何を思ったのか、ジャケのアート・ワークにちょっとグロテスクな獣と人間が合体したようなミュータントが登場。
さらにびっくりしたのは1曲目のGoin’Back Home。のっけからシンセによるコーラスが登場し後半にはギターも出てくるインスト・ナンバーでが本人の歌唱は一切なしと言う異例の幕開け。
2曲目のEye Of The Zombieから従来通りの通常運転と思いきや4曲目のKnockin’On Your Doorそして8曲目のSoda Popなんかはモータウン系の軽いサウンドで違和感が…
ドラムスにはJohn Robinsonなる人物がクレジットされているが、打ち込み系のドラムのような演奏はジョンのアルバムにはふさわしくない気がする。
やっぱり前作、CenterfieldのようにR&B、ブルースそしてカントリー・ポップをあの豪快なボーカルで歌いまくるのがジョン・フォガティだと思っている昔からのファンとしては、良い曲もあるがちょっと取っ付きにくいアルバムてな印象。
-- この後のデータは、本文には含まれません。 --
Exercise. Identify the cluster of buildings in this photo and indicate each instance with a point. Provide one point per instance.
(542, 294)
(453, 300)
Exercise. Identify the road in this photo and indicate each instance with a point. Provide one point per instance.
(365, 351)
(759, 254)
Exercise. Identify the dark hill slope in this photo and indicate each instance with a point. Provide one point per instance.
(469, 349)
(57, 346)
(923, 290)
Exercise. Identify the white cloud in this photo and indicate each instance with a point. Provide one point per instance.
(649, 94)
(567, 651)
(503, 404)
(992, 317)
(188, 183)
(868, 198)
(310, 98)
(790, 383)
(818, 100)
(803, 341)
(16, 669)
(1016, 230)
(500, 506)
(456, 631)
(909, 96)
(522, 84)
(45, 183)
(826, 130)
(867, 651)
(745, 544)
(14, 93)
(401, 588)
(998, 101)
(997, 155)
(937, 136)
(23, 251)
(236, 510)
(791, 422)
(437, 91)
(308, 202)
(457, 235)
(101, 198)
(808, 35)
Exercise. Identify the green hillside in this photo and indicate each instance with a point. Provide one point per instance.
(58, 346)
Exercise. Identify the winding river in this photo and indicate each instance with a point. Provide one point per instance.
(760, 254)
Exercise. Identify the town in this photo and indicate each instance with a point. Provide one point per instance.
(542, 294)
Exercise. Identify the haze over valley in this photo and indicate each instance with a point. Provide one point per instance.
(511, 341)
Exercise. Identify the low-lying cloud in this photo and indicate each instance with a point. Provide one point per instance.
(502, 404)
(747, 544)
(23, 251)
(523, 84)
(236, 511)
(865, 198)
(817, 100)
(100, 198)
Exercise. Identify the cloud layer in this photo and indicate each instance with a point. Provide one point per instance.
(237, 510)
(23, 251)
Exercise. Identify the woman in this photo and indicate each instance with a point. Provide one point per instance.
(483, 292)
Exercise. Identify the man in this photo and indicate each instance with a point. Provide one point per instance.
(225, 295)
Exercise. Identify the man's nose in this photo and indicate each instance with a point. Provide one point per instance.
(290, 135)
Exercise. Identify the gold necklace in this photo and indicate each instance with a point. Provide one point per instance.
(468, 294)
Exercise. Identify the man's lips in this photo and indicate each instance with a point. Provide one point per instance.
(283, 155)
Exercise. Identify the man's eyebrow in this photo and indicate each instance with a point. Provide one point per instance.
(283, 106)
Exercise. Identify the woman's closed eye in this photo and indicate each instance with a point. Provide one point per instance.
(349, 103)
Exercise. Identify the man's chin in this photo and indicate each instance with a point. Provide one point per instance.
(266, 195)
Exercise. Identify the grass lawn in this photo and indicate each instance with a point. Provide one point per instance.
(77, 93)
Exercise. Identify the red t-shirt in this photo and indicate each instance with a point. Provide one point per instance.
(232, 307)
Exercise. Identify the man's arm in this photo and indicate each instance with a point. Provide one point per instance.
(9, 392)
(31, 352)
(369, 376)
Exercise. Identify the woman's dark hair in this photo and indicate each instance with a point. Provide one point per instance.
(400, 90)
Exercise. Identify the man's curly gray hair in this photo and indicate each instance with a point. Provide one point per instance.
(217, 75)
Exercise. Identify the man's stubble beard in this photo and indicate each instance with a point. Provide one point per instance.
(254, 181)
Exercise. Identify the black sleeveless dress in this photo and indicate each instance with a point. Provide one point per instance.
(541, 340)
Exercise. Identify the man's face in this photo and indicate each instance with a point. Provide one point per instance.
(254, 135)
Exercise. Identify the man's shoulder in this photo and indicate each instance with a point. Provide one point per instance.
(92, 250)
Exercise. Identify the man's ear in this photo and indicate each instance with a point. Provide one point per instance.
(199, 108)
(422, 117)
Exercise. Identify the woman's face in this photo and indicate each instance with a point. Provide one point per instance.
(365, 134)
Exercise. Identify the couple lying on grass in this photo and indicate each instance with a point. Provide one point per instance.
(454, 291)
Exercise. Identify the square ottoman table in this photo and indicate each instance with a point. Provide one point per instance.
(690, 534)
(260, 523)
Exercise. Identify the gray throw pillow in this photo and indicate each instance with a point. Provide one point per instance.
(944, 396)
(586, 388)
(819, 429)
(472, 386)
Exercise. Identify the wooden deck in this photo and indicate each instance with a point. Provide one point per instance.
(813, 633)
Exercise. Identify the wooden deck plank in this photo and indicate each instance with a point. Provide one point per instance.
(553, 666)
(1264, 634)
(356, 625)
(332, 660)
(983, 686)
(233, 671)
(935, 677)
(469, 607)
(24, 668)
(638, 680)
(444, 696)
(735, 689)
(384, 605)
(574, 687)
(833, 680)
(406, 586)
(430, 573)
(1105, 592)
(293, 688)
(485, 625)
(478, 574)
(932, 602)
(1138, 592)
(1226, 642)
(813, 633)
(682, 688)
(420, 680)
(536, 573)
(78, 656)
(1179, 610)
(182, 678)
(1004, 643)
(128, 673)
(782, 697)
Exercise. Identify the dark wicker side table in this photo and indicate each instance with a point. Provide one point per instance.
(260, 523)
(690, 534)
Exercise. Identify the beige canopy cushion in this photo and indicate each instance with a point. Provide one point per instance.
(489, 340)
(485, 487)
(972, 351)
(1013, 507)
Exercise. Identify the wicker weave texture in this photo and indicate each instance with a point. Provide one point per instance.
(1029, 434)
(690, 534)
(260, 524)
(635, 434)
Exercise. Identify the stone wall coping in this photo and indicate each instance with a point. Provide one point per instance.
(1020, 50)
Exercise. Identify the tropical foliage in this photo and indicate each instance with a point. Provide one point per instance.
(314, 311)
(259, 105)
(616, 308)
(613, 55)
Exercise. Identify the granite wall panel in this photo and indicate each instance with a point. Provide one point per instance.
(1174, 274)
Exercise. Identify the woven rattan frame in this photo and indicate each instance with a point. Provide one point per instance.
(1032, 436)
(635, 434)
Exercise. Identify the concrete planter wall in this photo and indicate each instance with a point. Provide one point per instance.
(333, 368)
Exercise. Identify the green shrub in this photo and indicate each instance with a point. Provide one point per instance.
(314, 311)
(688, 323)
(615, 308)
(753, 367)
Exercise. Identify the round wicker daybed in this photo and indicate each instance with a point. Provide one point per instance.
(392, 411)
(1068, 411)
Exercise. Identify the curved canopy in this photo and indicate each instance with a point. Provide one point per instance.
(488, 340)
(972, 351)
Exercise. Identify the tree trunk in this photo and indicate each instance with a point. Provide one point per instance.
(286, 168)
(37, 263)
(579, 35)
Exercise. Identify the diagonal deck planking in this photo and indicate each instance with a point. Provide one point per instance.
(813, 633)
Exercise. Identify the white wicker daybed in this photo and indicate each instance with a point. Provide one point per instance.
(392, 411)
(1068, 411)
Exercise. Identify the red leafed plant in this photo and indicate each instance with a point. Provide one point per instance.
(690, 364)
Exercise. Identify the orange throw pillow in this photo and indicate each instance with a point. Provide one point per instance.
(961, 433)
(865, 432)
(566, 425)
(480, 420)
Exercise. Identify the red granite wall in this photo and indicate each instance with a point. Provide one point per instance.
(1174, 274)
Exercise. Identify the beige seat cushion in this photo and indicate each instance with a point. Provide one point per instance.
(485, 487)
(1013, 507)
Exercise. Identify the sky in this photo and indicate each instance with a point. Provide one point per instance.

また、前作に収録されたThe Old Man Down The RoadがCCR時代のRun Through The Jungleと酷似しているとCCR時代のジョンの曲の版権を持つ前所属レーベルのファンタジーから訴えられることに。
そして当時のファンタジー・レーベルの経営陣を憎しみを持って揶揄した前作収録のMr.Greed (ミスター守銭奴、ファンタジーの経営者、Zaentzのこと)とVanz Kant Danz (Zaentzとキャッスル投資銀行のKanterの名前をもじった)なども訴訟の対象となった。
これらの厄介な訴訟問題とEye Of The Zombie自体の売れ行きも芳しくなく、嫌気がさしたのかジョンは音楽活動から一時身を引く事になり、次作Blue Moon Swampが出るのに10年以上待たされる事となった。
その後ジョンのコンサートでもこのアルバムから2009年に出たアルバム、The Blue Ridge Rangers,Rides Againで再録されたChange In The Weatherを除いてはほとんど耳にすることはなかった忘れられたアルバムとなった。